SFTTrainer for Vision

from trl import SFTTrainer

trainer = SFTTrainer(
    model=model,
    tokenizer=tokenizer,
    data_collator=UnslothVisionDataCollator(model, tokenizer),
    train_dataset=converted_dataset,
    args=sft_config,
)

# Train
trainer_stats = trainer.train()

print(f"Training completed!")
print(f"Final loss: {trainer_stats.metrics.get('train_loss', 'N/A'):.4f}")

Complete Training Example

This example matches the tested notebook pattern:

# 1. Environment Setup
import os
from dotenv import load_dotenv
load_dotenv()
os.environ["TQDM_NOTEBOOK"] = "false"

# 2. Imports (unsloth FIRST)
import unsloth
from unsloth import FastVisionModel, is_bf16_supported
from unsloth.trainer import UnslothVisionDataCollator
from trl import SFTTrainer, SFTConfig
from datasets import load_dataset

# 3. Load model
model, tokenizer = FastVisionModel.from_pretrained(
    "unsloth/pixtral-12b-2409-bnb-4bit",
    load_in_4bit=True,
    use_gradient_checkpointing="unsloth",
)
print(f"Model loaded: {type(model).__name__}")

# 4. Apply LoRA
model = FastVisionModel.get_peft_model(
    model,
    finetune_vision_layers=True,
    finetune_language_layers=True,
    finetune_attention_modules=True,
    finetune_mlp_modules=True,
    r=16,
    lora_alpha=16,
    lora_dropout=0,
    bias="none",
    random_state=3407,
)
trainable = sum(p.numel() for p in model.parameters() if p.requires_grad)
print(f"LoRA applied ({trainable:,} trainable params)")

# 5. Prepare dataset (use LIST, not .map())
dataset = load_dataset("unsloth/LaTeX_OCR", split="train[:50]")
instruction = "Write the LaTeX representation for this image."

def convert_to_conversation(sample):
    return {
        "messages": [
            {"role": "user", "content": [
                {"type": "text", "text": instruction},
                {"type": "image", "image": sample["image"]}
            ]},
            {"role": "assistant", "content": [
                {"type": "text", "text": sample["text"]}
            ]}
        ]
    }

# CRITICAL: List comprehension, not .map()
converted_dataset = [convert_to_conversation(s) for s in dataset]
print(f"Dataset loaded ({len(converted_dataset)} samples)")

# 6. Configure training
sft_config = SFTConfig(
    output_dir="./vision_lora",
    per_device_train_batch_size=1,
    gradient_accumulation_steps=4,
    max_steps=50,
    warmup_steps=5,
    learning_rate=2e-4,
    logging_steps=1,
    fp16=not is_bf16_supported(),
    bf16=is_bf16_supported(),
    optim="adamw_8bit",
    max_seq_length=1024,
    # CRITICAL for vision - all 3 required
    remove_unused_columns=False,
    dataset_text_field="",
    dataset_kwargs={"skip_prepare_dataset": True},
    seed=3407,
    report_to="none",
)

# 7. Train
trainer = SFTTrainer(
    model=model,
    tokenizer=tokenizer,
    data_collator=UnslothVisionDataCollator(model, tokenizer),
    train_dataset=converted_dataset,
    args=sft_config,
)

trainer_stats = trainer.train()
print(f"Training complete!

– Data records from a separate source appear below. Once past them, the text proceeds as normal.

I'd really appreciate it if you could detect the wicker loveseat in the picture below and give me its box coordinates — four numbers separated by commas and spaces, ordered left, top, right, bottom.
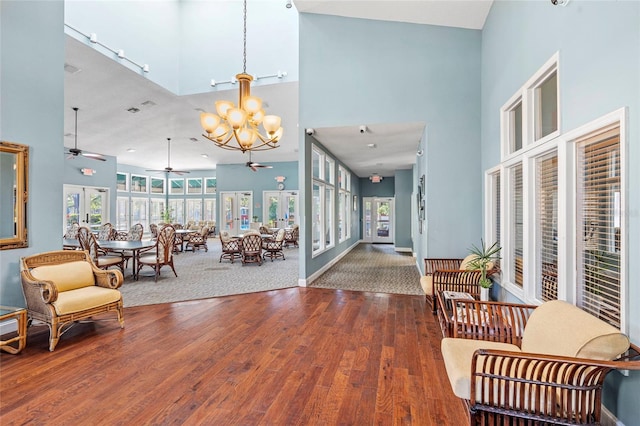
441, 300, 640, 425
20, 250, 124, 351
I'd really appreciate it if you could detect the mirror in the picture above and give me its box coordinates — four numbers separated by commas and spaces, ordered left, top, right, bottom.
0, 141, 29, 250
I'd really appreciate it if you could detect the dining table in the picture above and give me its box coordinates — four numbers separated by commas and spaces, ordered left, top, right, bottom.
62, 238, 156, 280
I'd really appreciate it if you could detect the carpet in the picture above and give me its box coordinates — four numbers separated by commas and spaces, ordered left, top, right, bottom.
120, 238, 299, 307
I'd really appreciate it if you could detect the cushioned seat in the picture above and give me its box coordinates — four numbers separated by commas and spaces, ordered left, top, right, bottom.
20, 250, 124, 351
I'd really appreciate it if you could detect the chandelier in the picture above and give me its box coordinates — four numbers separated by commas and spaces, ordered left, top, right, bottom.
200, 0, 283, 153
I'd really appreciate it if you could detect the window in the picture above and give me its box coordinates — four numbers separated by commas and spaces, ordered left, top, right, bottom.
150, 178, 164, 194
131, 198, 149, 229
169, 199, 184, 223
186, 198, 202, 223
131, 175, 148, 193
116, 173, 129, 192
204, 178, 218, 194
535, 151, 558, 301
116, 197, 130, 229
187, 178, 202, 194
576, 126, 622, 328
149, 198, 165, 223
509, 164, 524, 288
311, 145, 336, 255
169, 178, 184, 195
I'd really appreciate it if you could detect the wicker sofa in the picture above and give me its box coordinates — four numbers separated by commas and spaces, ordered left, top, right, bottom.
20, 250, 124, 351
441, 300, 640, 425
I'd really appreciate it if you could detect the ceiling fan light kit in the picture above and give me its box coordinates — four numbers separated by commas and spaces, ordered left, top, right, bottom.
200, 0, 283, 153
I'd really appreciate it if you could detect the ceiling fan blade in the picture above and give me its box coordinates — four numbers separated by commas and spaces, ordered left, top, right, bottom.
82, 152, 107, 161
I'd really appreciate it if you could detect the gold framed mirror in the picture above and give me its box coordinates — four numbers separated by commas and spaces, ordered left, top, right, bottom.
0, 141, 29, 250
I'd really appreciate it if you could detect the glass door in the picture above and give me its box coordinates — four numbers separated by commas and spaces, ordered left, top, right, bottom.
362, 197, 394, 243
262, 191, 298, 228
220, 192, 253, 235
63, 185, 109, 233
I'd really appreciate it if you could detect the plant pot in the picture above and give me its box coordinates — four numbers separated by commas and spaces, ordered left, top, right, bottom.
480, 287, 491, 302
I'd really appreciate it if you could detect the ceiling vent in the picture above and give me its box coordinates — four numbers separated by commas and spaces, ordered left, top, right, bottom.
64, 64, 82, 74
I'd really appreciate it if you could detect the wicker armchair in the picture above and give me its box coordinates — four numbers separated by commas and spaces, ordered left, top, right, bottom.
442, 299, 640, 425
20, 250, 124, 351
78, 226, 125, 274
136, 225, 178, 282
184, 226, 209, 251
241, 233, 262, 266
220, 231, 242, 263
284, 225, 300, 247
420, 255, 498, 315
262, 229, 285, 262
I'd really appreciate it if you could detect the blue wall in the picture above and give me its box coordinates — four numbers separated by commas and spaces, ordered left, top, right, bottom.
299, 13, 482, 276
0, 0, 64, 306
477, 1, 640, 426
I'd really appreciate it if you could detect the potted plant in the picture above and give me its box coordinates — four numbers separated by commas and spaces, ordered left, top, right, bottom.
469, 239, 501, 300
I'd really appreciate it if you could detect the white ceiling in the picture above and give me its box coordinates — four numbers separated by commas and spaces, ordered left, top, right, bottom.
64, 0, 492, 177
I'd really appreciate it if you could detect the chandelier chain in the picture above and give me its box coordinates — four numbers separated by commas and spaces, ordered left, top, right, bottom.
242, 0, 247, 74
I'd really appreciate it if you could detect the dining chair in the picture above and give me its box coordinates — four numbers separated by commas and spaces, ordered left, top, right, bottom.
78, 226, 125, 274
220, 231, 242, 263
241, 231, 262, 266
262, 229, 285, 262
184, 226, 209, 251
137, 225, 178, 282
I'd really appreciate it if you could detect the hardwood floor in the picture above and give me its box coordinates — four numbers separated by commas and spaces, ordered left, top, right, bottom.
0, 288, 468, 425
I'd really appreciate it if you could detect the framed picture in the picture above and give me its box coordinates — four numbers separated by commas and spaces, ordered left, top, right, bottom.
130, 174, 148, 193
116, 172, 129, 192
150, 177, 165, 194
169, 178, 184, 194
187, 178, 202, 194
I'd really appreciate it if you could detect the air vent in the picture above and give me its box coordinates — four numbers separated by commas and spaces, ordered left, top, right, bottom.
64, 64, 82, 74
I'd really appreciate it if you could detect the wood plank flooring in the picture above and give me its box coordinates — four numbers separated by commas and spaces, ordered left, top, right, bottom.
0, 288, 468, 425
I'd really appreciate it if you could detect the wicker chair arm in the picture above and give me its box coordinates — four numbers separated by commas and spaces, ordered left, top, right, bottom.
93, 267, 124, 289
469, 345, 640, 424
21, 271, 58, 306
453, 299, 537, 347
424, 258, 463, 275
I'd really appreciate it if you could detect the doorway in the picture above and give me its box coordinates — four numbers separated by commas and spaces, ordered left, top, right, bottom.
362, 197, 395, 244
62, 185, 109, 233
262, 191, 298, 228
219, 191, 253, 234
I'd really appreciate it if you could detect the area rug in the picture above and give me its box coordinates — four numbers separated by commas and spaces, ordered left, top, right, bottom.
120, 243, 299, 307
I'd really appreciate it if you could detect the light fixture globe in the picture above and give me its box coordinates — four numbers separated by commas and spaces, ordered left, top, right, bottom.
200, 0, 284, 152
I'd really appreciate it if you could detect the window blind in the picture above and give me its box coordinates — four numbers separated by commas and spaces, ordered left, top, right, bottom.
536, 152, 558, 301
511, 164, 524, 287
576, 126, 622, 328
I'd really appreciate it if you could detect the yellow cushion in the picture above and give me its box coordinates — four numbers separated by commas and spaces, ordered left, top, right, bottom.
420, 274, 433, 296
440, 337, 520, 399
522, 300, 629, 360
31, 260, 95, 292
53, 286, 122, 315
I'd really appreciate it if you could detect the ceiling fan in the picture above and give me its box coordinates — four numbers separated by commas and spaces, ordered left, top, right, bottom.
246, 151, 273, 172
147, 138, 189, 175
67, 107, 107, 161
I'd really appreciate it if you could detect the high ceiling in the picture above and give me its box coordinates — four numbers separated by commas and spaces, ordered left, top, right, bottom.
64, 0, 492, 177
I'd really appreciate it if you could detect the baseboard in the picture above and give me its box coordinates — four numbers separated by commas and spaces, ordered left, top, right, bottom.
298, 241, 360, 287
600, 405, 624, 426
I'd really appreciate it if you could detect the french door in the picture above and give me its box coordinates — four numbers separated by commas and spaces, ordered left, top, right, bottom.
219, 191, 253, 234
262, 191, 298, 228
362, 197, 395, 243
62, 185, 109, 233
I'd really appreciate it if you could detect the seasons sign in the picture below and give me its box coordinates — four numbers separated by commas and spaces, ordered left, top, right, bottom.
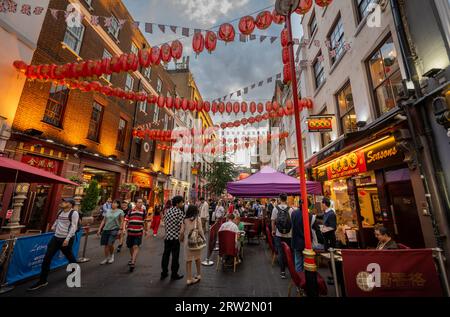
317, 137, 402, 180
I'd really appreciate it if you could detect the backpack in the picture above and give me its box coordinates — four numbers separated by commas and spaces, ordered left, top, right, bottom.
56, 209, 82, 232
188, 218, 206, 251
275, 206, 292, 234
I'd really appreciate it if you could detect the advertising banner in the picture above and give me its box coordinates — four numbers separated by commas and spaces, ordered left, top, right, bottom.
342, 249, 443, 297
6, 231, 82, 285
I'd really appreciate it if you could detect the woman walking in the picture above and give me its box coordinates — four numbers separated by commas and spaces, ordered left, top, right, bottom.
97, 200, 124, 265
180, 205, 206, 286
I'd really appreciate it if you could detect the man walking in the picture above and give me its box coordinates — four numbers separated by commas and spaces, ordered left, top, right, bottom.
28, 198, 80, 291
271, 194, 294, 279
161, 196, 184, 281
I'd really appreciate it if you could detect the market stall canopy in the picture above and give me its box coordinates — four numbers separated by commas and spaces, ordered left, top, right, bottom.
227, 167, 322, 198
0, 156, 78, 186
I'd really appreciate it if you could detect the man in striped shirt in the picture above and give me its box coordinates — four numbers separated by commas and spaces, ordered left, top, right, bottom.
124, 199, 148, 272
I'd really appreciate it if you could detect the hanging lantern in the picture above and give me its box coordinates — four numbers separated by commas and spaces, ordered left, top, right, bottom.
258, 102, 264, 113
170, 40, 183, 60
150, 46, 161, 66
192, 32, 205, 55
256, 11, 272, 30
241, 101, 248, 114
205, 31, 217, 53
219, 23, 236, 43
226, 101, 233, 114
160, 43, 172, 64
272, 9, 286, 24
295, 0, 313, 15
281, 46, 289, 65
239, 15, 255, 35
280, 28, 289, 47
316, 0, 333, 8
250, 101, 256, 114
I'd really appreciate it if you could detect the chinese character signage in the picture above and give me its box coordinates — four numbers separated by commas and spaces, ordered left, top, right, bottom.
342, 249, 443, 297
22, 155, 59, 175
308, 116, 333, 132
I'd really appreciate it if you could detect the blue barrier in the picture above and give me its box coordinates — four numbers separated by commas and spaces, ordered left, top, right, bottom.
6, 231, 83, 285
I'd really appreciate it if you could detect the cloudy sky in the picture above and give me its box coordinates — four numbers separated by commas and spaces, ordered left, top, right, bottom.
123, 0, 301, 165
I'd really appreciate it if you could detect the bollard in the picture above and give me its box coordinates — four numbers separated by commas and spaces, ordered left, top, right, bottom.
328, 248, 341, 297
0, 238, 17, 294
433, 248, 450, 297
77, 226, 90, 263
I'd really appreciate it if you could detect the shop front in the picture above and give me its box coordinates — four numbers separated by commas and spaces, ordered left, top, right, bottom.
313, 135, 425, 248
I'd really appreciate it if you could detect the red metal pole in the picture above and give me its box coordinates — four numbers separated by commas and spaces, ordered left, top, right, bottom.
286, 14, 317, 272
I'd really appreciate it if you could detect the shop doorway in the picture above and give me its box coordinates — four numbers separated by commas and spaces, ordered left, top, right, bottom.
386, 181, 425, 248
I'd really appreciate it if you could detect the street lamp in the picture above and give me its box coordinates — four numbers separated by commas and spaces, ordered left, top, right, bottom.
275, 0, 318, 297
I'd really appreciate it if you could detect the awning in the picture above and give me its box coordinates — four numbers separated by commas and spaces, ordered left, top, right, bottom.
0, 156, 78, 186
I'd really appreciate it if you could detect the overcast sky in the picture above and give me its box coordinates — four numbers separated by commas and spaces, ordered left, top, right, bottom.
123, 0, 301, 167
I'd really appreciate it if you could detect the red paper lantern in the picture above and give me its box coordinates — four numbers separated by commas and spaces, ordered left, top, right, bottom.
160, 43, 172, 63
239, 15, 255, 35
295, 0, 312, 15
150, 46, 161, 66
250, 101, 256, 114
219, 23, 236, 42
316, 0, 333, 8
205, 31, 217, 53
272, 9, 286, 24
256, 11, 272, 30
170, 40, 183, 60
192, 32, 205, 55
281, 28, 289, 47
258, 102, 264, 113
226, 101, 233, 114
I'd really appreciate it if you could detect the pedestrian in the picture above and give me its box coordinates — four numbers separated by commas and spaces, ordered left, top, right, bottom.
124, 198, 148, 272
180, 205, 206, 286
320, 197, 337, 251
97, 200, 125, 265
151, 205, 163, 237
28, 198, 80, 291
199, 197, 209, 232
161, 196, 185, 281
271, 194, 294, 279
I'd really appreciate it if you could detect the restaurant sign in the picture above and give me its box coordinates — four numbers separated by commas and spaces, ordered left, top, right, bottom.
316, 137, 402, 180
308, 116, 333, 132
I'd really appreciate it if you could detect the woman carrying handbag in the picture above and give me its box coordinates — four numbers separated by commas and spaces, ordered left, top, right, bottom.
180, 205, 206, 286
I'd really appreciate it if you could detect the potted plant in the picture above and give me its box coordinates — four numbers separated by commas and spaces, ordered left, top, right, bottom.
81, 180, 100, 226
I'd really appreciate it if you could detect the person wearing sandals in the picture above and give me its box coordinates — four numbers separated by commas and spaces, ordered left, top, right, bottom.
97, 200, 124, 265
180, 205, 206, 286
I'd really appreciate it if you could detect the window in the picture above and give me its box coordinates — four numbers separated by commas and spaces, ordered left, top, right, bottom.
368, 37, 402, 115
64, 25, 84, 54
308, 13, 317, 39
42, 84, 69, 127
116, 118, 127, 151
108, 15, 120, 40
88, 101, 103, 142
356, 0, 374, 21
313, 53, 325, 89
329, 17, 344, 64
125, 74, 134, 91
337, 83, 357, 134
103, 50, 112, 82
156, 78, 162, 94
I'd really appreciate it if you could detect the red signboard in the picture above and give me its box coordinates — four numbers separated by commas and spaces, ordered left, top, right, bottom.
22, 155, 59, 175
342, 249, 443, 297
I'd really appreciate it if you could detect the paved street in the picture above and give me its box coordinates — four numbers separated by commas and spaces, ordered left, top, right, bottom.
0, 227, 334, 297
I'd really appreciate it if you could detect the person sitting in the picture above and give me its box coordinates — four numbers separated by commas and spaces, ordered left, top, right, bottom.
375, 225, 398, 250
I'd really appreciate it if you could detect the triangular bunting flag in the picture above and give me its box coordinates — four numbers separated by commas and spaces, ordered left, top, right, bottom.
145, 23, 153, 34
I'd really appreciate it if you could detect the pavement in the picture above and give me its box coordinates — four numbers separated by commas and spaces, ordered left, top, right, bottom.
0, 228, 333, 297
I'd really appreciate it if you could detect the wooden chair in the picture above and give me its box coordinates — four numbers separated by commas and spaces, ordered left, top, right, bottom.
266, 226, 278, 266
216, 230, 239, 272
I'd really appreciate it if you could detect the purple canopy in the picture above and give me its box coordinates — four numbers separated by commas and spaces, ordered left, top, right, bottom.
227, 167, 322, 198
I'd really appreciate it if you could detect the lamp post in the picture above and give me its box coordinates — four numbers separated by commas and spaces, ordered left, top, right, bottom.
275, 0, 318, 297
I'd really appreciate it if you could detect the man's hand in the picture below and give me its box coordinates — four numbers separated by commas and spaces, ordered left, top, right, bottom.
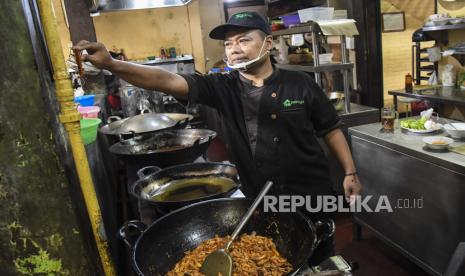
73, 40, 113, 71
342, 174, 362, 204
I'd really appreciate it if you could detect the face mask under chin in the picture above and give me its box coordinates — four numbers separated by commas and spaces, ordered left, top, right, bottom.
225, 38, 270, 71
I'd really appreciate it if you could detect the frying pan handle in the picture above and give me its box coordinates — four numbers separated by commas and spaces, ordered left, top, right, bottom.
118, 220, 147, 248
175, 118, 189, 127
137, 166, 161, 179
315, 219, 336, 248
107, 116, 121, 124
194, 136, 213, 146
118, 130, 136, 144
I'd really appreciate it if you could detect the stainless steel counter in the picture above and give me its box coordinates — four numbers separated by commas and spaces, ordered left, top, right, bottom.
349, 119, 465, 275
389, 87, 465, 109
349, 119, 465, 174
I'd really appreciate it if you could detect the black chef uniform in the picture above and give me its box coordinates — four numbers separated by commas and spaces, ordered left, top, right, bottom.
182, 67, 342, 265
183, 68, 341, 197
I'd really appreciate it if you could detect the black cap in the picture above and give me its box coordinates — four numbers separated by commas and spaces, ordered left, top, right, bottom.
210, 12, 271, 40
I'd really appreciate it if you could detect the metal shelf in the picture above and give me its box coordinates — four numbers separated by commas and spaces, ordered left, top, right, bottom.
272, 22, 320, 36
423, 24, 465, 32
272, 19, 354, 113
276, 63, 354, 73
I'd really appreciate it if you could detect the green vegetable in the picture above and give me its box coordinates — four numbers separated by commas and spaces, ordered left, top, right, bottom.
400, 117, 427, 130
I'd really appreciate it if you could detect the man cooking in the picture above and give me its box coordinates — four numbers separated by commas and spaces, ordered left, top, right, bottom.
74, 12, 361, 266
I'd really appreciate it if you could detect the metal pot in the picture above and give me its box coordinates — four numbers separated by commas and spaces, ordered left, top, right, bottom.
110, 129, 216, 169
328, 92, 345, 111
129, 162, 240, 214
119, 199, 335, 276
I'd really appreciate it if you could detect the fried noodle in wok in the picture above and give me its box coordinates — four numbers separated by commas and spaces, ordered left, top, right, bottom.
167, 233, 292, 276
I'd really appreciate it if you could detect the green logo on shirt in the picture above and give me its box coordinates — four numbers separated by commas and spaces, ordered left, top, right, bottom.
234, 12, 253, 19
283, 99, 304, 107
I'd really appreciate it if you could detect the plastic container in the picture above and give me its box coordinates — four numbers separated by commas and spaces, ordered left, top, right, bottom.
74, 95, 95, 106
80, 118, 102, 145
318, 53, 333, 65
298, 7, 334, 23
281, 14, 300, 28
78, 106, 100, 118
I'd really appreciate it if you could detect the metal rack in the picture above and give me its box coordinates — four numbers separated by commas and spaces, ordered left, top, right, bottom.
272, 22, 354, 113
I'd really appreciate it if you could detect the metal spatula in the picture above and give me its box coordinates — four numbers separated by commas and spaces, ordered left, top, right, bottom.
200, 181, 273, 276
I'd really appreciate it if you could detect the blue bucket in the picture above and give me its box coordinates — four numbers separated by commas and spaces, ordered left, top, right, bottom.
74, 95, 95, 106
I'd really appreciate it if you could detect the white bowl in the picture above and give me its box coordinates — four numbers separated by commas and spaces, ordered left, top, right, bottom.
449, 18, 463, 24
433, 18, 449, 26
444, 123, 465, 138
423, 136, 454, 149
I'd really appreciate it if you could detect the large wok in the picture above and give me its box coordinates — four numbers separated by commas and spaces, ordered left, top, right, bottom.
120, 199, 334, 276
99, 113, 193, 136
129, 162, 240, 214
110, 129, 216, 168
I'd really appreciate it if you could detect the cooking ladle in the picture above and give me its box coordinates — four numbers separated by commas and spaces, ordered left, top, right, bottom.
200, 181, 273, 276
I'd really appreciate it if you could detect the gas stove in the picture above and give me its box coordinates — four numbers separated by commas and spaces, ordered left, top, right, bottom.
295, 255, 352, 276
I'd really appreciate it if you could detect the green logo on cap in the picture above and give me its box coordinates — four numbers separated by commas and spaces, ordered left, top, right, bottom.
234, 12, 253, 19
283, 99, 305, 107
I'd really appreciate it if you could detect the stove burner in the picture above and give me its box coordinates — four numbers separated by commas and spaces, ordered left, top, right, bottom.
295, 255, 352, 276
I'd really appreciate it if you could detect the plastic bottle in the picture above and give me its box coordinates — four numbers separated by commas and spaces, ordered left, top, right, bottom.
405, 74, 413, 93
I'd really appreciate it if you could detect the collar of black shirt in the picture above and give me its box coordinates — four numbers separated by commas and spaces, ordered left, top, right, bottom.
239, 65, 279, 86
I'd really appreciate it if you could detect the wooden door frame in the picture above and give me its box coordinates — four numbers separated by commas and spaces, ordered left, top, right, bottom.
345, 0, 384, 108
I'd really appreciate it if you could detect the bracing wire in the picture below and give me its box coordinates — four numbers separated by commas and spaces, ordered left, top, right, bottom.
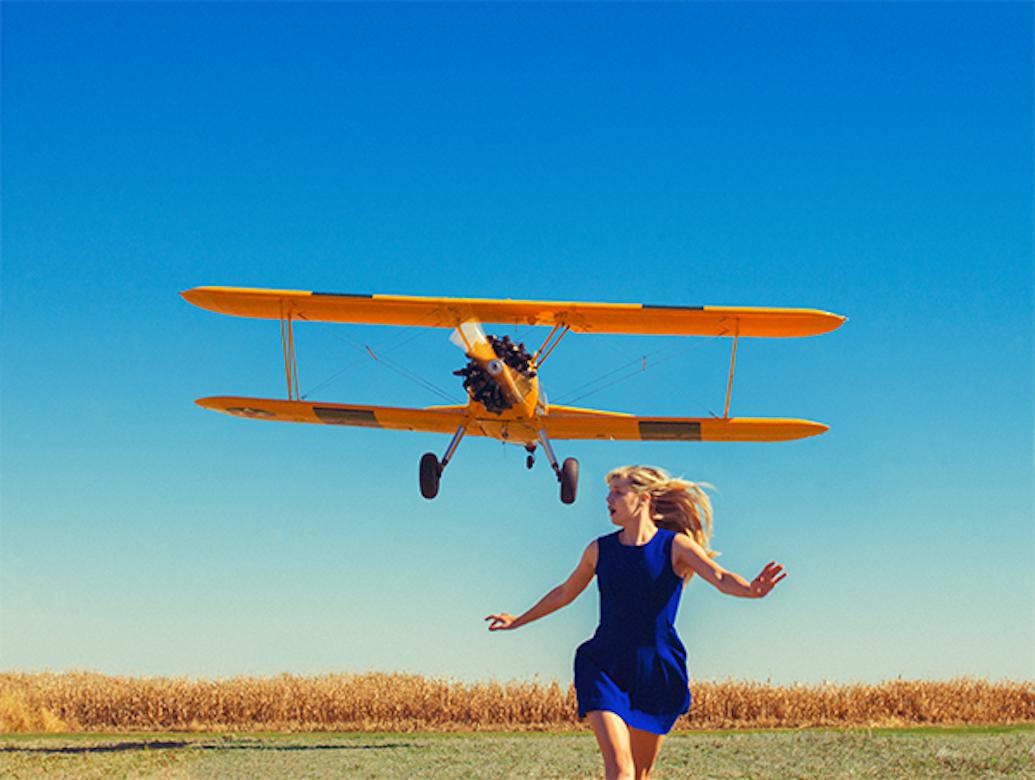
558, 336, 722, 403
302, 326, 456, 403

Loss: {trainer_stats.metrics.get('train_loss', 'N/A'):.4f}")

Inference with Vision Models

Prepare for Inference

FastVisionModel.for_inference(model)

Generate from Image

from PIL import Image

# Load test image
test_image = Image.open("test_equation.png")

# Format as conversation
messages = [
    {
        "role": "user",
        "content": [
            {"type": "text", "text": "Convert this to LaTeX:"},
            {"type": "image", "image": test_image}
        ]
    }
]

# Apply chat template
inputs = tokenizer.apply_chat_template(
    messages,
    tokenize=True,
    add_generation_prompt=True,
    return_tensors="pt"
).to(model.device)

# Generate
outputs = model.generate(
    input_ids=inputs,
    max_new_tokens=256,
    temperature=0.1,      # Low for accurate transcription
    do_sample=True,
    pad_token_id=tokenizer.pad_token_id,
)

# Decode
response = tokenizer.decode(outputs[0], skip_special_tokens=True)
print(response)

Batch Inference

from PIL import Image

images = [Image.open(f"image_{i}.png") for i in range(3)]
prompts = ["Describe this image.", "What objects are in this image?", "Transcribe the text."]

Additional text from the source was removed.